Required Education and Experience:

  • Bachelor's degree, preferably in a quantitative field such as Data Science, Computer Science, Statistics, Mathematics, Engineering, Economics, Finance, or a related discipline.
  • At least 7-10 years of progressive experience in data analytics, quantitative analysis, business intelligence, or quantitative software/application development, ideally within professional services, financial services, or an advisory environment.
  • Advanced proficiency in Python for data manipulation, automation, and analysis (pandas, NumPy, scripting, API integrations).
  • Proven expertise leveraging AI tools (e.g., Copilot, Claude) in an enterprise environment to drive scalable efficiencies (automation, agent-building, workflow optimization, reporting, QC analysis).
  • Expert-level skills in Microsoft Excel (complex modeling, Power Query, VBA/macros) and Power BI (DAX, data modeling, dashboard design, publishing).
  • Demonstrated experience building APIs and automated data pipelines/ETL processes across enterprise systems.
  • Proven ability to work with large, complex, disparate datasets-cleaning, reconciling, and structuring data into reliable analytical outputs.
  • Experience partnering cross-functionally with senior business leaders, finance teams, and technology stakeholders to translate operational needs into analytical solutions.
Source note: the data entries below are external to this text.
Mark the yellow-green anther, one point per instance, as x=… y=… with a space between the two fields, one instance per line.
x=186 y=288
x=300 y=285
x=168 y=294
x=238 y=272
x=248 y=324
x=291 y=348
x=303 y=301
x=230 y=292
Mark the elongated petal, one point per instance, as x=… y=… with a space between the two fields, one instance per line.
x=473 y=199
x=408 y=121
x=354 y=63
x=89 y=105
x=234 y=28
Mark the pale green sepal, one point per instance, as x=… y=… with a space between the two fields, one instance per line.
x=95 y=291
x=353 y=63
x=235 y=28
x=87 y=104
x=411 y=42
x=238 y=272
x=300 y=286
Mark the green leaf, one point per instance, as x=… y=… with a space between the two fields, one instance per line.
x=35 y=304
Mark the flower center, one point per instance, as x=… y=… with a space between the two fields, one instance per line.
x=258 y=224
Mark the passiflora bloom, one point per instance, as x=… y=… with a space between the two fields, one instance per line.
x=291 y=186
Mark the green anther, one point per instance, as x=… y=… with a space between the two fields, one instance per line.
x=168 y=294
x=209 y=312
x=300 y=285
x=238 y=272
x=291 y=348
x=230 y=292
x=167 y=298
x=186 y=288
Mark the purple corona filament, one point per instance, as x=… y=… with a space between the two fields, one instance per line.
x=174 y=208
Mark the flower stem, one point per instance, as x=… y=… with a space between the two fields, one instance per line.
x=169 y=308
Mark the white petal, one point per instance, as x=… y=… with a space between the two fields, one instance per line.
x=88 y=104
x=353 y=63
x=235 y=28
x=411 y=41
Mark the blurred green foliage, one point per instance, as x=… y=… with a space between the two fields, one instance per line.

Preferred Education and Experience:

  • Experience in a high-growth, private equity-backed, or professional services environment.
  • Familiarity with GRC (governance, risk, and compliance), regulatory advisory, or financial services operations.
  • Hands-on experience with AI/ML tools, large language models, or AI agent development (e.g., Microsoft Copilot, OpenAI APIs, Claude).
  • Experience with Salesforce reporting, PSA/project management platforms, and financial planning tools.
  • Master's degree in a quantitative discipline, MBA, or equivalent advanced training.
  • Prior experience building or scaling a data/analytics function within a complex organization.

Required Skills and Attributes:

  • Builder's mindset: thrives in ambiguity and creates structured, scalable solutions from scratch.
  • Strong operational intuition: connects data to business decisions and understands impact on outcomes.
  • High ownership: takes initiative and drives work from concept through delivery.
  • Cross-functional fluency: effectively translates between business, finance, and technical stakeholders.
  • Precision and rigor: prioritizes data quality, consistency, and analytical integrity.
  • Intellectual curiosity: stays current on emerging tools, especially in AI, automation, and data engineering.
  • Excellent communication skills: able to present complex insights in clear, executive-ready formats.